Charles requested the Parliament to vote an immediate supply, and pledged his word that, if they would gratify him in this request, he would afterwards give them time to represent their grievances to him. The grievances under which the nation suffered were so serious, and the royal word had been so shamefully violated, that the Commons could hardly be expected to comply with this request.

During the first week of the session, the minutes of the proceedings against Hampden were laid on the table by Oliver St.
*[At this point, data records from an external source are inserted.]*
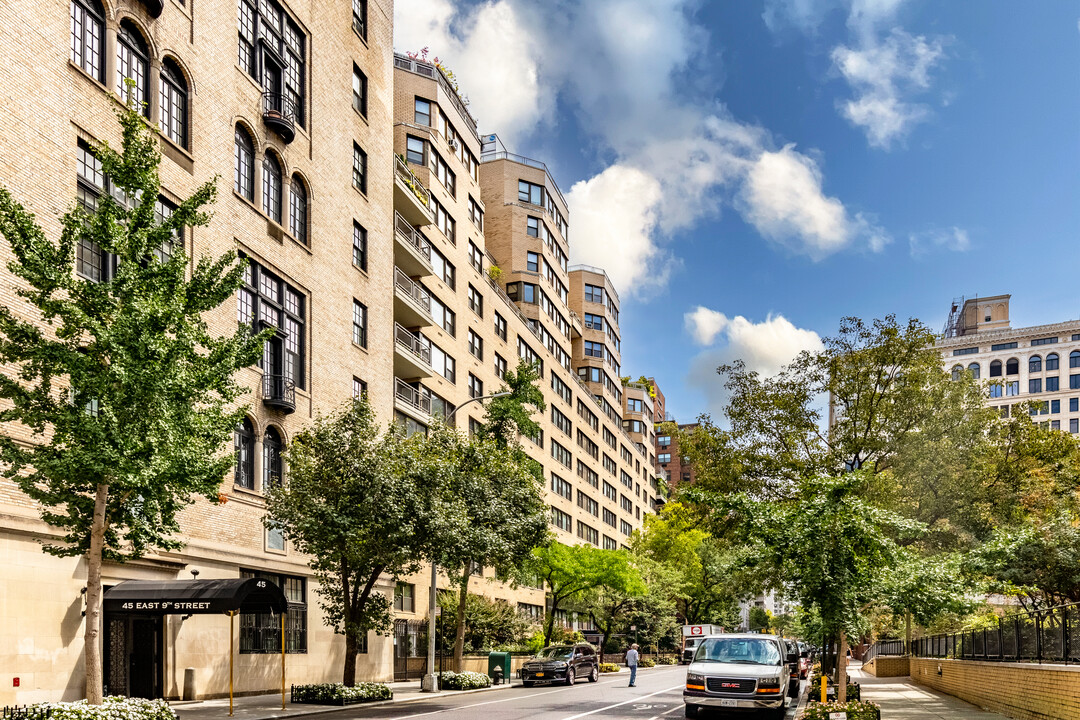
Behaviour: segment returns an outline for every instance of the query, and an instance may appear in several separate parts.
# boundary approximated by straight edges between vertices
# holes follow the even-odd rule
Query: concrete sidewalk
[[[270,718],[306,717],[309,715],[322,715],[325,713],[340,712],[342,710],[355,710],[357,708],[375,707],[390,703],[409,702],[413,700],[431,700],[438,697],[467,695],[478,692],[495,692],[506,690],[510,687],[520,687],[521,681],[492,685],[478,690],[443,690],[434,693],[420,692],[420,681],[388,683],[394,691],[393,700],[381,700],[379,702],[361,703],[359,705],[293,705],[289,702],[289,694],[285,693],[285,709],[281,709],[281,695],[248,695],[233,699],[233,717],[239,720],[269,720]],[[199,700],[196,702],[172,702],[169,703],[180,720],[221,720],[229,717],[229,698],[216,698],[214,700]]]
[[[881,720],[1008,720],[952,695],[916,685],[909,677],[877,678],[858,666],[850,669],[862,699],[881,706]]]

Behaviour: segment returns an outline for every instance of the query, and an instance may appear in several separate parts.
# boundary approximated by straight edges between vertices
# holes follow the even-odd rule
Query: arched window
[[[150,50],[142,33],[130,20],[120,23],[120,32],[116,34],[116,92],[124,102],[129,96],[126,80],[135,83],[135,107],[149,117]]]
[[[263,490],[280,484],[281,436],[274,428],[266,428],[266,434],[263,435]]]
[[[979,363],[971,363],[968,365],[968,372],[971,373],[971,377],[978,380],[979,376],[982,374],[982,368]]]
[[[251,136],[239,125],[236,126],[233,190],[248,200],[255,200],[255,146],[251,143]]]
[[[105,82],[105,8],[98,0],[71,1],[71,62]]]
[[[293,175],[292,183],[289,186],[289,232],[305,245],[308,244],[307,205],[307,189],[304,188],[304,181]]]
[[[1028,372],[1042,372],[1042,358],[1038,355],[1032,355],[1028,360]]]
[[[1046,369],[1057,370],[1058,369],[1058,354],[1050,353],[1046,356]]]
[[[964,366],[963,365],[953,365],[953,369],[952,369],[952,379],[953,380],[959,380],[963,374],[964,374]]]
[[[1006,375],[1019,375],[1020,374],[1020,361],[1016,358],[1009,358],[1005,361],[1005,374]]]
[[[161,64],[161,132],[180,147],[187,147],[187,83],[180,67],[169,58]]]
[[[253,490],[255,488],[255,428],[251,421],[244,422],[233,433],[236,442],[236,477],[233,482],[237,487]]]
[[[281,165],[273,153],[263,158],[263,212],[281,222]]]
[[[1069,367],[1080,367],[1080,350],[1073,350],[1069,353]]]
[[[990,377],[1001,377],[1001,361],[995,360],[990,363]]]

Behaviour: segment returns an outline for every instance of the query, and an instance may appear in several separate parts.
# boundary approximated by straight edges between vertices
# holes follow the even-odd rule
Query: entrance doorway
[[[426,648],[421,647],[426,620],[394,621],[394,680],[414,680],[427,672]]]
[[[105,613],[104,645],[106,695],[164,697],[162,616]]]

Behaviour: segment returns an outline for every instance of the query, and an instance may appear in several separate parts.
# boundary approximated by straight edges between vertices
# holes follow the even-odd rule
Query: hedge
[[[872,702],[858,700],[808,705],[799,720],[829,720],[829,713],[834,712],[846,712],[847,720],[881,720],[881,708]]]
[[[450,670],[439,673],[440,690],[476,690],[486,687],[491,687],[491,678],[484,673],[456,673]]]
[[[637,661],[638,667],[656,667],[656,661],[652,658],[641,658]]]
[[[50,720],[176,720],[176,712],[164,700],[118,697],[110,695],[101,705],[85,700],[47,702],[33,705],[30,711],[39,712]],[[35,717],[35,715],[30,715]]]
[[[600,672],[602,672],[602,673],[619,672],[619,666],[616,665],[615,663],[600,663]]]
[[[677,662],[679,662],[679,661],[676,660],[673,657],[662,657],[662,658],[657,658],[657,660],[656,660],[657,665],[674,665]]]
[[[293,685],[292,702],[311,705],[353,705],[355,703],[390,700],[394,691],[383,683],[357,683],[347,687],[341,683]]]

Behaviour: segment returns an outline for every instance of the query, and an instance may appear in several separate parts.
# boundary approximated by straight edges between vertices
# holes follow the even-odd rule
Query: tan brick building
[[[292,435],[362,389],[384,421],[422,430],[496,392],[519,357],[537,360],[549,409],[541,434],[523,442],[544,466],[557,536],[623,546],[655,504],[653,430],[644,402],[625,404],[642,397],[621,386],[617,340],[613,359],[585,355],[600,336],[583,313],[604,315],[617,333],[615,289],[602,271],[567,267],[568,211],[546,167],[483,147],[445,76],[393,54],[392,17],[390,0],[0,4],[0,184],[48,233],[77,198],[109,192],[90,146],[119,142],[123,77],[163,128],[161,211],[220,178],[212,224],[189,230],[185,247],[195,257],[242,253],[251,270],[236,307],[211,326],[225,334],[239,319],[279,332],[242,373],[250,412],[222,484],[227,502],[192,506],[184,549],[107,564],[104,583],[272,579],[290,603],[289,683],[337,680],[343,643],[323,624],[305,558],[263,529],[262,491],[287,477],[280,451]],[[11,259],[5,243],[0,260]],[[89,279],[107,278],[110,262],[79,249]],[[0,274],[3,302],[32,317]],[[614,305],[571,297],[581,283],[603,287]],[[579,380],[598,367],[606,382],[591,370]],[[454,422],[467,430],[482,417],[473,403]],[[0,705],[84,694],[86,568],[45,555],[49,536],[28,499],[0,483]],[[426,615],[426,577],[400,584],[403,622],[393,636],[369,637],[361,679],[390,680],[415,654],[407,621]],[[543,613],[543,590],[490,577],[473,587]],[[379,590],[395,587],[386,579]],[[238,692],[276,687],[276,622],[240,617]],[[222,695],[228,628],[223,616],[106,616],[108,691],[179,697],[193,667],[199,697]]]

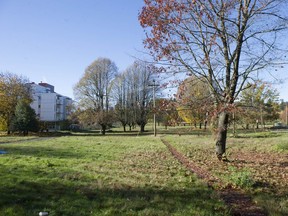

John, and a committee reported that the case was matter of grievance. The King sent a message to the Commons, offering, if they would vote him twelve subsidies, to give up the prerogative of ship-money. Many years before, he had received five subsidies in consideration of his assent to the Petition of Right. By assenting to that petition, he had given up the right of levying ship-money, if he ever possessed it. How he had observed the promises made to his third Parliament, all England knew; and it was not strange that the Commons should be somewhat unwilling to buy from him, over and over again, their own ancient and undoubted inheritance.

His message, however, was not unfavourably received. The Commons were ready to give a large supply; but they were not disposed to give it in exchange for a prerogative of which they altogether denied the existence. If they acceded to the proposal of the King, they recognised the legality of the writs of ship-money.

Hampden, who was a greater master of parliamentary tactics than any man of his time, saw that this was the prevailing feeling, and availed himself of it with great dexterity. He moved that the question should be put, "Whether the House would consent to the proposition made by the King, as contained in the message." Hyde interfered, and proposed that the question should be divided; that the sense of the House should be taken merely on the point whether there should be a supply or no supply; and that the manner and the amount should be left for subsequent consideration.

The majority of the House was for granting a supply, but against granting it in the manner proposed by the King. If the House had divided on Hampden's question, the court would have sustained a defeat; if on Hyde's, the court would have gained an apparent victory. Some members called for Hyde's motion, others, for Hampden's. In the midst of the uproar, the secretary of state, Sir Harry Vane, rose and stated that the supply would not be accepted unless it were voted according to the tenor of the message. Vane was supported by Herbert, the Solicitor-General.

Hyde's motion was therefore no further pressed, and the debate on the general question was adjourned till the next day.

On the next day the King came down to the House of Lords, and dissolved the Parliament with an angry speech. His conduct on this occasion has never been defended by any of his apologists.

Clarendon condemns it severely. "No man," says he, "could imagine what offence the Commons had given." The offence which they had given is plain. They had, indeed, behaved most temperately and most respectfully. But they had shown a disposition to redress wrongs and to vindicate the laws; and this was enough to make them hateful to a king whom no law could bind, and whose whole government was one system of wrong.

The nation received the intelligence of the dissolution with sorrow and indignation, The only persons to whom this event gave pleasure were those few discerning men who thought that the maladies of the state were beyond the reach of gentle remedies.

Oliver St. John's joy was too great for concealment. It lighted up his dark and melancholy features, and made him, for the first time, indiscreetly communicative. He told Hyde that things must be worse before they could be better, and that the dissolved Parliament would never have done all that was necessary. St.

John, we think, was in the right. No good could then have been done by any Parliament which did not fully understand that no confidence could safely be placed in the King, and that, while he enjoyed more than the shadow of power, the nation would never enjoy more than the shadow of liberty.